Getting An Ex Back

By: Mike Harris

Break Studios Contributing Writer

Getting an ex back, as fearsome as it might seem, really isn't all that daunting of a task. After all, you already know that an attraction existed at one point. This means that there is a solid foundation on which to build. But at the same time, there was also a reason that she became an ex. Knowing how to navigate these often messy, emotional situations is vital to getting an ex back. It requires finesse, maturity, and the ability to empathize – but getting an ex back can indeed be done. Here's a basic guide to how it's done.

  1. If the breakup was perceived to be your fault, time may be all that's needed. As the old adage goes, “time heals all wounds”. It's considered an adage because it's true. As tough as it might be, simply waiting out the anger and raw feelings concerning a recently ended relationship is often enough to mend things down the road. Additionally, that time will allow you to get a little introspective and determine the underlying reasons for you and your ex's breakup. If they were in part caused by you (which they almost always are, at least a little bit), make a concerted effort to work on those qualities.

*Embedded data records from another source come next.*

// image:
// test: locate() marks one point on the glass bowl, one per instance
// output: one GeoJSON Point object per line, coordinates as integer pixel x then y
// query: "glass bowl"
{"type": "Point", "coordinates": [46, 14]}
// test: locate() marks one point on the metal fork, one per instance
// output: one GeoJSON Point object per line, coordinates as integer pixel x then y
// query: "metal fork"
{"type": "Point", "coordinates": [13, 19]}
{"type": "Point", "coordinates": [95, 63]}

  2. When the time is right, initiate contact. In general, you can judge whether she has any lingering bitterness by how you feel. If you're still mad, odds are she is too. But when you've been apart for awhile and find yourself reminiscing about you and your ex's time together often, the time is close to coming. When you do contact her, be sure to keep it cordial and friendly. A good all purpose way to start the process of getting an ex back is simply to invite her for some coffee or a meal in order to catch up. This subtly lets her know that you've been thinking about her without going overboard.

  3. Don't be afraid of the friend zone at first. It's generally not a good idea to confess your undying love for your ex the first time you two get together. Again, finesse and subtlety are essential. Don't drop uncomfortable references to the relationship too soon, and try to play it semi-cool. As you two start talking, any rekindling of old flames will quickly become obvious.

  4. Be the person she fell in love with. Remember how you acted in the first stages of you and your ex's relationship? Be that person. Try to remember little compliments and praises she gave you in the past, and make an effort to accentuate those details. If, for instance, she liked how funny you were during the relationship, be playful and upbeat when you get together again.

  5. When it feels right, take the plunge. If you've been spending time together and things seem to be going well, the hard part of getting an ex back is over. The last hurdle, of course, is to start fresh as a couple. When you ask her, be sure to emphasize that you want to take things slow from the beginning, and avoid bringing up the first failed relationship. By putting the past where it belongs, you stand a much better chance of getting an ex back for good, instead of having another regret-filled fling.